463 Zona Terlarang Yanhai
().
Jiang Rong duduk di kursi co-pilot. Dia mandi dan mengganti pakaiannya. Topi wol hitam dan sweter merah masih terlihat sama seperti saat mereka pertama kali bertemu. Qi Yuan bahkan diam-diam bertanya apakah dia telah meminum ramuan obat mujarab.
Ye Fuzheng memperhatikan dengan seksama, Jiang Rong tiba-tiba menoleh, keduanya saling memandang, Ye Fu tersenyum, dan mengulurkan tangannya ke arahnya.
Jiang Rong membungkuk sedikit, dan meletakkan dagunya di tangan Ye Fu, Ye Fu menggaruknya dengan ringan dua kali seperti menggoda kucing.

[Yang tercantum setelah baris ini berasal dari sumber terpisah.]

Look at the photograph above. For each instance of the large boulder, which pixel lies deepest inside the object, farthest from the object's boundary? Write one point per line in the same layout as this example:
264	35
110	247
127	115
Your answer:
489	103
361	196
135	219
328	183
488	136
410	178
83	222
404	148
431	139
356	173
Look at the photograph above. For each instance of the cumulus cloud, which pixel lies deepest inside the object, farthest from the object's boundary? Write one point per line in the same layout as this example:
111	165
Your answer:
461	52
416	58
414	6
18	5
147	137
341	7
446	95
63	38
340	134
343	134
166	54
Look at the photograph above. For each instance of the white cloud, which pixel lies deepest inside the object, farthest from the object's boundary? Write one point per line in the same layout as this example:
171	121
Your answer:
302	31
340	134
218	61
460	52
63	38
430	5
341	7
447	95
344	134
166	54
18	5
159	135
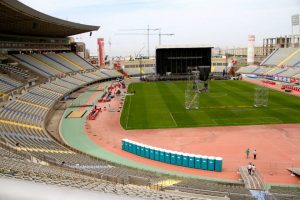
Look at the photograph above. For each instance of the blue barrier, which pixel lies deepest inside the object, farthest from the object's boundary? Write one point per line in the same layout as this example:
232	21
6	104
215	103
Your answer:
173	157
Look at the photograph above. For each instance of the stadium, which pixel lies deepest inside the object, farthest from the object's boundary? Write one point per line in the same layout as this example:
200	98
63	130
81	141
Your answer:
178	129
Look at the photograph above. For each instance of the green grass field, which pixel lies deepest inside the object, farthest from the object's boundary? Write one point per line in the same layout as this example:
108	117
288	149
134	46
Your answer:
161	105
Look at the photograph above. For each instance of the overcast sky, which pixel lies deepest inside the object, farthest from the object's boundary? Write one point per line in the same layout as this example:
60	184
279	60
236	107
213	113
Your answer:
220	23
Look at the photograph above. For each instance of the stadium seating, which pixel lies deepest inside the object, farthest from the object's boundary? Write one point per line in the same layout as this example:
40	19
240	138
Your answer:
278	56
78	60
10	68
247	70
52	63
7	84
137	71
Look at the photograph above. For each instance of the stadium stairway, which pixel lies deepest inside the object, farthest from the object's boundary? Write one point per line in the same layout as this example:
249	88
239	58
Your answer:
45	64
32	104
288	57
68	60
267	58
252	182
20	124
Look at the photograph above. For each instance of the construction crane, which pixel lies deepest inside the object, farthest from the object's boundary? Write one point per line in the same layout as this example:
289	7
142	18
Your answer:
125	32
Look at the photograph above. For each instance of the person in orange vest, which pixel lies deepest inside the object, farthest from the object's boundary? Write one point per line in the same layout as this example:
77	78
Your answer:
248	153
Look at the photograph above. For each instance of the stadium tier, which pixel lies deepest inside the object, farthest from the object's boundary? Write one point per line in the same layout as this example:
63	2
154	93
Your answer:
288	57
7	84
139	71
52	64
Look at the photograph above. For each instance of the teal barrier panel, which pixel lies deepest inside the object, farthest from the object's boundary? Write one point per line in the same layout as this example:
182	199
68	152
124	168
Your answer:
138	149
126	145
156	154
204	163
162	155
179	158
143	150
123	144
198	161
211	163
167	156
218	164
130	147
133	147
147	152
152	156
191	160
173	157
185	160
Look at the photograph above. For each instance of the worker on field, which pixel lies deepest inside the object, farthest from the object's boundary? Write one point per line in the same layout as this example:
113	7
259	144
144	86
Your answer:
248	153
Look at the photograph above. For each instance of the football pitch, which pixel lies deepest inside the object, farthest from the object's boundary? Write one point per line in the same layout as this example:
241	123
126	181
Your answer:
162	105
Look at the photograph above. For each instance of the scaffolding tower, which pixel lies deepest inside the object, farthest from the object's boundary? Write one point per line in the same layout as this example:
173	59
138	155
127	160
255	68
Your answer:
261	96
192	89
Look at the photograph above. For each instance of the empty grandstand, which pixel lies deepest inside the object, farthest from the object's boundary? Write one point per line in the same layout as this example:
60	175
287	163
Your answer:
41	77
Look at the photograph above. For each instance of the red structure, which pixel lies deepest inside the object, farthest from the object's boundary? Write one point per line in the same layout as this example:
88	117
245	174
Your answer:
101	54
94	112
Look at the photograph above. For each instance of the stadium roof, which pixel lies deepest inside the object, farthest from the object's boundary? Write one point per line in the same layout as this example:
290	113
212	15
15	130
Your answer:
19	19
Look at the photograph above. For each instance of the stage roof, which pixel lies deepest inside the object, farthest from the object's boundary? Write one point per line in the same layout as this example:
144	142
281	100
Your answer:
183	46
19	19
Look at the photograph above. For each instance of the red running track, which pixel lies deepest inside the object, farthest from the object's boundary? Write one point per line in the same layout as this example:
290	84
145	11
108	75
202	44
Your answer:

"Bau asam cinta sialan ini."
Ye Fu meliriknya, "Jika kamu memiliki sesuatu untuk dikatakan, katakan dengan cepat, jika kamu kentut, lepaskan."
"Fang Wei sudah bangun."
Ye Fu mengeluarkan botol dari kotak obat di sebelahnya, lalu menuangkan tiga obat untuk Qi Yuan, "Larutkan dengan air, satu obat untuk satu mangkuk air, dan dua mangkuk lainnya untuk Fang Ming dan Fu Jiao."
Qi Yuan meminum obatnya dan pergi, tidak ada internet, dan sistem penentuan posisi di dalam mobil juga tidak valid.
"Biarkan Tang Yizheng melanjutkan, dia memiliki arah yang sangat bagus."
Tanpa kompas, Ye Fu tidak berani memimpin sekarang.
“Kamu Fu, apakah aku tidak kekurangan air sekarang?” Qi Yuan menanyakan pertanyaan ini dengan hati-hati setelah pergi dan kembali.
Ye Fu mengangguk, "Tidak kekurangan, mandi saja jika kamu mau, aku bisa mencium bau badanmu."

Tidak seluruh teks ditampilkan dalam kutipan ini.